5月 23日 (水) 晴れ
“武満徹”と言う名前をご存知だろうか。 1996年に亡くなった日本を代表するクラシックの作曲家だ。 先ごろNHKの“知るを楽しむ”と言う番組でも取り上げられるぐらい彼の作品は全く他の追随を許さない超個性的な現代曲が多い。 どんな曲か? 聞いてみたい人もいるだろう。 では彼の初期の代表曲
“弦楽のためのレクイエム”を
文字で表現しよう。
弦が静かに鳴りだした。 しかしよくある軽やかとか爽やか、また厳かと言うような雰囲気ではない。 何か息が詰まりそうな位重苦しい。
イメージしてみよう。
“もう3日も何も食べていない。 ここは何処か。 歩き疲れて意識が朦朧としてきた。 どうやら森の中に紛れ込んだようだ。 あたりは鬱蒼として昼間だと言うのに光はここまで届いて来ない。 さっきから聞き慣れぬ鳥の声がして気味が悪い。 恐怖と不安が折り重なる。 ふらふらと彷徨っているうちに湿った苔に足をすくわれ転倒してしまった。 が、しかし起き上がる気力はもはや残っていない。 這いつくばるようにして近くの大きな木の根元までたどり着いた。
一体、何故ここに居るんだろう。 どうして一人なのか。 さっきまで居た友は何処に行ってしまったのか。 遠のく意識の中で懸命に記憶を辿ってみたが疲労と絶望に押し潰されるように寝入りこんでしまった。
どのくらい時間がたったのだろう、あたりは完全に闇が支配していた。 頭上の大木たちがざわざわ騒ぐ。 夜の森を走る冷たい風が私の身体も冷たくしようとしていた。
ま〜〜〜〜こんな感じだろうか。 氏の作品の中にはとても聴きやすく親しみやすい曲もあるが、大体は予断を許さないぐらい緊張度が高い曲が多い。
そんな作品が好きな私は氏の本、CDを“F卓”の後ろのテーブルに飾っている。
しかし普段BGMはそんなのを掛けてはいない。 間違ってそれを掛けたらえらい事だ。 お客さんは食べていたカレーを喉に詰まらせ、飲もうとしたアイスティーも床に落としてしまうに違いない。 そうなったら大変なのでBGMは癒し系のジャズ・ソロピアノを流している。

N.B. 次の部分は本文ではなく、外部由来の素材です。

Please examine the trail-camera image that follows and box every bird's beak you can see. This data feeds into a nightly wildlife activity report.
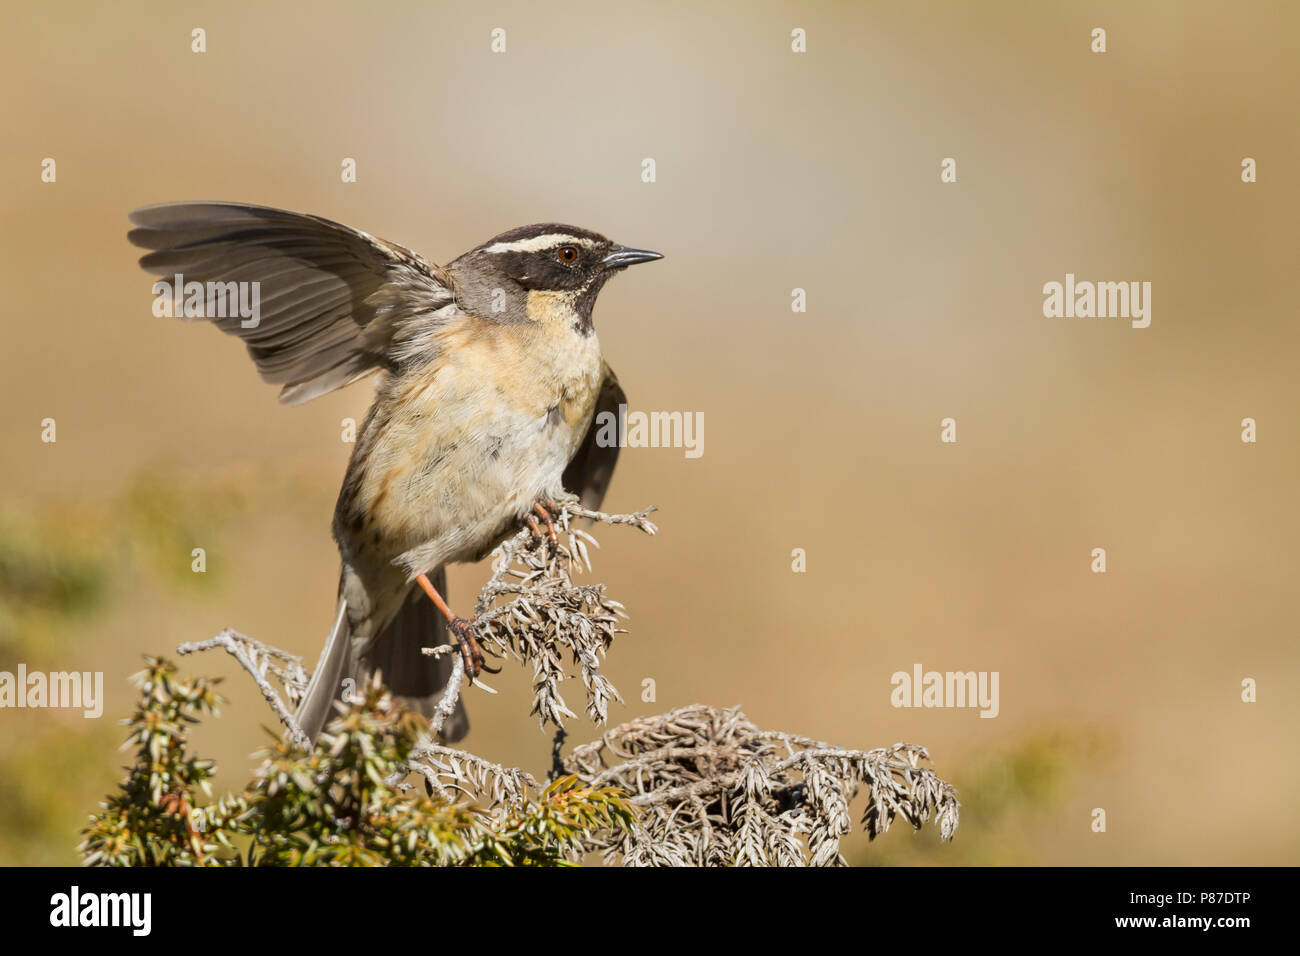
[602,244,664,269]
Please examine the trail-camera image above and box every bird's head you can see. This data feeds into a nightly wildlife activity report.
[446,223,662,332]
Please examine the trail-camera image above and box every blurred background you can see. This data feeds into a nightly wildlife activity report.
[1,0,1297,864]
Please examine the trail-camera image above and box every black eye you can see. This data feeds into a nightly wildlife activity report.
[556,245,579,264]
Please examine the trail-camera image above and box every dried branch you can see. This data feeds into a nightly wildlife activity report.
[170,504,962,867]
[422,643,465,740]
[562,705,960,866]
[469,500,657,731]
[407,739,538,807]
[177,628,310,752]
[388,500,657,803]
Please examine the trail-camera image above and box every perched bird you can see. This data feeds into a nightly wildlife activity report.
[128,202,662,743]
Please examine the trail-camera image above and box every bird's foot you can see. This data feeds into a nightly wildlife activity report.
[449,616,499,677]
[414,571,501,679]
[530,500,561,549]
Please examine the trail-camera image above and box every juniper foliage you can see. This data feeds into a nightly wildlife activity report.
[82,504,958,866]
[80,658,635,867]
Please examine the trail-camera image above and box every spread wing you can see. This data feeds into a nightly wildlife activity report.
[563,365,625,511]
[128,201,456,405]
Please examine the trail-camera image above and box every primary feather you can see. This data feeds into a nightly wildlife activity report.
[128,201,455,404]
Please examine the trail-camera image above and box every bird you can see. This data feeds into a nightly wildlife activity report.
[127,201,662,744]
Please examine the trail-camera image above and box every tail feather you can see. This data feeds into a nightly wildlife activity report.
[364,571,469,742]
[295,598,353,744]
[295,570,469,747]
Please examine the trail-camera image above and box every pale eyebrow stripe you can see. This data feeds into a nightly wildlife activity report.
[483,234,595,254]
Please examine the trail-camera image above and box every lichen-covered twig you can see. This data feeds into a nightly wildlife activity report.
[422,643,465,740]
[176,629,310,752]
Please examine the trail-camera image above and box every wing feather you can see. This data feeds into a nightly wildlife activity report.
[128,201,455,404]
[563,365,626,511]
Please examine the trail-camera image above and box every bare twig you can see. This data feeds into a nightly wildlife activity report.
[422,643,464,740]
[177,628,310,752]
[548,728,569,783]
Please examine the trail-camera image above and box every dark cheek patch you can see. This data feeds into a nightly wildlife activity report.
[517,252,588,291]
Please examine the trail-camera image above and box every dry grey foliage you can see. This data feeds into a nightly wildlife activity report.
[472,499,658,729]
[176,502,960,866]
[177,628,311,751]
[177,500,658,806]
[563,705,960,866]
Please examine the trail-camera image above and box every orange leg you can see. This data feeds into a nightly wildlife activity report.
[533,501,559,546]
[414,572,499,676]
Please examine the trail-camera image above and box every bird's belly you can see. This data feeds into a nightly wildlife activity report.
[405,404,585,560]
[355,347,601,576]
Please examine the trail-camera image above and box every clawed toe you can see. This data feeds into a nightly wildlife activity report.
[533,501,560,547]
[449,617,499,676]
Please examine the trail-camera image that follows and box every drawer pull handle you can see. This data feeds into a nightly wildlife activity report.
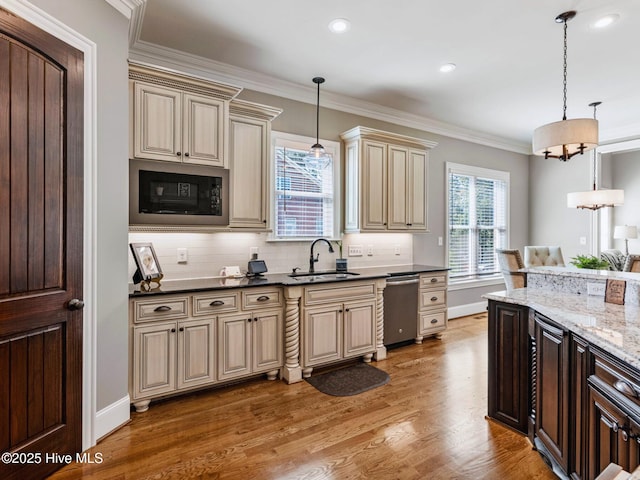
[154,305,172,312]
[256,295,270,302]
[430,296,438,302]
[430,318,438,324]
[209,300,225,307]
[614,379,639,398]
[430,278,438,283]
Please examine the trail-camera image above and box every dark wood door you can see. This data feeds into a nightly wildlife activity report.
[534,313,570,474]
[0,8,84,480]
[487,300,530,434]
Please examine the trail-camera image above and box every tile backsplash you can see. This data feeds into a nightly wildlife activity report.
[127,232,413,282]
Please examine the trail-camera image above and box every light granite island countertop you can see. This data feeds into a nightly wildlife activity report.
[484,288,640,371]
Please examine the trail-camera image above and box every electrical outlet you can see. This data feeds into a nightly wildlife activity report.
[438,236,443,247]
[394,244,400,255]
[177,248,188,263]
[579,236,587,245]
[348,244,363,257]
[249,247,259,258]
[587,282,606,296]
[367,245,374,256]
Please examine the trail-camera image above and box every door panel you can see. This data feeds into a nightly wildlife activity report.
[0,8,84,480]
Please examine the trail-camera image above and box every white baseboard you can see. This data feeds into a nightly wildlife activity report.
[448,301,488,319]
[95,395,130,441]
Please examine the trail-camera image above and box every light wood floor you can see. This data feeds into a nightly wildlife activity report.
[49,314,555,480]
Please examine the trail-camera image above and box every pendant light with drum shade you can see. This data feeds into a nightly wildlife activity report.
[567,101,624,210]
[532,11,598,161]
[306,76,332,169]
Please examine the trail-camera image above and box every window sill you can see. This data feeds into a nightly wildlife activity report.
[448,276,504,291]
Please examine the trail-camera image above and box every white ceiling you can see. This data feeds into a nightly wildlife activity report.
[130,0,640,153]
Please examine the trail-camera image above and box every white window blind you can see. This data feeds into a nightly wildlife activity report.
[447,163,509,280]
[272,132,340,239]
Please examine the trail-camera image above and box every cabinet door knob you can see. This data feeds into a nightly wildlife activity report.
[406,223,412,226]
[170,328,176,333]
[338,309,343,313]
[254,318,258,322]
[210,300,225,307]
[345,308,350,312]
[247,318,252,323]
[154,305,172,312]
[176,151,181,156]
[256,295,270,302]
[184,152,190,157]
[179,327,184,332]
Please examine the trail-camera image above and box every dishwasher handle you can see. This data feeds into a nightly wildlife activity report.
[386,275,420,286]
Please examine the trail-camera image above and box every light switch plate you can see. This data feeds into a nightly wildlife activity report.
[177,248,188,263]
[348,245,363,256]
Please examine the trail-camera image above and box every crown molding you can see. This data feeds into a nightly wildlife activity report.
[129,39,531,154]
[103,0,144,20]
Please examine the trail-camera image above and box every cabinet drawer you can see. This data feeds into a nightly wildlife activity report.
[193,292,239,315]
[419,289,446,310]
[242,288,283,309]
[134,297,189,323]
[420,274,447,288]
[592,346,640,410]
[419,311,446,334]
[304,282,376,306]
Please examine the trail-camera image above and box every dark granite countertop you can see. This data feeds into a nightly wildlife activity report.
[128,264,448,297]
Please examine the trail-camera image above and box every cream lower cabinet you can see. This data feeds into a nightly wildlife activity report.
[132,317,215,411]
[130,287,283,412]
[416,271,448,342]
[218,308,282,381]
[301,281,378,377]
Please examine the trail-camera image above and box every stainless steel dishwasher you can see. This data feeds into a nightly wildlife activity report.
[383,274,419,347]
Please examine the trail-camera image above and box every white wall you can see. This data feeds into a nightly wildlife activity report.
[529,153,593,261]
[28,0,130,415]
[611,150,640,253]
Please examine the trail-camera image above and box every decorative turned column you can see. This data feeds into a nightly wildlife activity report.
[374,278,387,361]
[282,286,303,383]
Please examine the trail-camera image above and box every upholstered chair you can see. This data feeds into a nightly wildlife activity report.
[524,246,565,268]
[601,249,626,271]
[496,249,526,290]
[623,254,640,272]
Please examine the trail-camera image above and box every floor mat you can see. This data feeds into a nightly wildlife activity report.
[305,363,390,396]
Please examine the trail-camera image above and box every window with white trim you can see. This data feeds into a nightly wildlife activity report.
[446,162,509,281]
[271,132,340,239]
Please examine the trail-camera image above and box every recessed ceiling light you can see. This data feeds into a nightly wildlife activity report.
[439,63,456,73]
[592,13,620,29]
[328,18,351,34]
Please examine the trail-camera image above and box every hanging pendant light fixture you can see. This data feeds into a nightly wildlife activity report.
[567,101,624,210]
[306,76,332,169]
[533,11,599,161]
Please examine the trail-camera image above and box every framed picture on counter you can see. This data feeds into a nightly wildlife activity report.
[130,242,163,283]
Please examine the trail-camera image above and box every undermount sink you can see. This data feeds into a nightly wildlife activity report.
[288,271,360,281]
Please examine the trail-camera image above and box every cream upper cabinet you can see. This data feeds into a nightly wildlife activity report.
[129,63,241,167]
[340,126,437,232]
[228,100,282,228]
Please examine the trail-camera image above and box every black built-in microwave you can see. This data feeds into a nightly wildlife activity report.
[129,159,229,226]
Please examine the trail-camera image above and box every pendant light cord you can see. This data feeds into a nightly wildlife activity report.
[316,80,320,144]
[562,19,568,121]
[590,101,601,190]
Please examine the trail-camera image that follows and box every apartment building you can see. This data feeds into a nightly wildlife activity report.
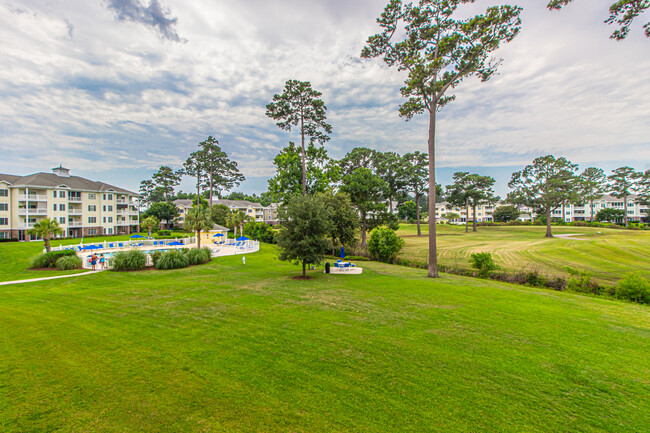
[434,202,497,223]
[0,166,140,240]
[174,199,280,227]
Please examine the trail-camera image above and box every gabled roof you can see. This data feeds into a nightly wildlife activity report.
[0,172,139,196]
[214,199,263,208]
[173,199,194,207]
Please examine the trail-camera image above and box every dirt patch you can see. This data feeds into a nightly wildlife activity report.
[292,276,314,280]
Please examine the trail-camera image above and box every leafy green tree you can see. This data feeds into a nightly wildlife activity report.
[139,179,164,208]
[596,208,625,223]
[375,152,408,213]
[243,221,276,244]
[637,169,650,209]
[362,0,522,277]
[368,226,405,263]
[140,216,160,237]
[184,207,213,249]
[211,204,230,226]
[268,141,339,202]
[322,192,359,255]
[507,155,579,237]
[442,212,461,222]
[198,136,245,207]
[182,150,207,207]
[398,201,418,222]
[144,202,180,229]
[466,174,498,232]
[578,167,606,222]
[547,0,649,40]
[276,194,332,278]
[607,166,640,227]
[266,80,332,196]
[340,168,388,248]
[492,205,520,223]
[153,166,182,202]
[339,147,377,178]
[27,218,63,252]
[403,151,429,235]
[446,172,473,233]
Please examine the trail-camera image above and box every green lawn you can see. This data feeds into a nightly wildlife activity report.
[1,244,648,432]
[397,224,650,283]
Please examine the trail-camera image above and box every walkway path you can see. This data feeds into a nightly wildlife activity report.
[553,233,589,241]
[0,270,104,286]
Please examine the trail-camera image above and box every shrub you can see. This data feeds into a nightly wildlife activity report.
[55,255,82,270]
[469,252,499,278]
[111,250,147,271]
[367,226,405,263]
[155,250,189,270]
[151,250,163,266]
[565,268,601,294]
[157,229,171,236]
[31,249,77,268]
[614,273,650,304]
[187,247,211,265]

今日、よく来てくれるデイサービスに勤めている女の子が“マサラ チャイ”を飲みながら、
「へ〜 武満徹? このCD良いね! なんか落ち着いていて聴きやすい〜 おばあちゃんら〜に聞かせてあげたい〜」
まっ、まさか??? はは〜ん 今流れているBGMが“武満徹”と思って言っているのだね? 面白いじゃあ〜りませんか。 カウンターへいらっしゃい。 武満徹を聞かせてあげるよ。
彼女らは導かれるままカウンターに座った。 例のCDをセットしてボリュームを上げた。 幸い貸切状態なので遠慮なく味わって頂こう。 ムフフ〜〜〜
「・・・・・え〜〜〜〜〜、うわ〜〜〜 、こわ〜〜〜〜い〜〜〜」
「どう? これ? いいでしょ? 武満徹。 僕は大好き! でもおばあちゃんには聞かせないほうが良いと思うよ!」
「・・・・・・ほんと〜 こんなん聞かせたらいかんわ〜〜」
その通り! これを聞かせたら
“おばあちゃんら〜 生きる力を失うで〜〜”
てな訳で普段BGMに掛けているジャズのCDを貸してあげた。 これでおばあちゃんら〜も大喜び!!
武満徹はほんとに素晴らしい作品を数多く残して11年前に旅立った。 確かに“こわ〜い”曲が多いがよく聴いてみると彼の曲ほど“映像”が見える曲は少ない。 事実映画音楽の為によく作曲された。 その“こわ〜い”と思う気持ちを少し変えてみると違う気持ちが顔を出してくる。 時代劇のイメージだ。 実にこれが嵌る。 アドリブで台詞を入れてみると良い。 結構一人で盛り上がれる。 皆もやってみよう。
念のため
“たけみつ とおる” であって
“たけ まんてつ”ではありませんぞ。
聞いてみたい方、カウンターまでどうぞ。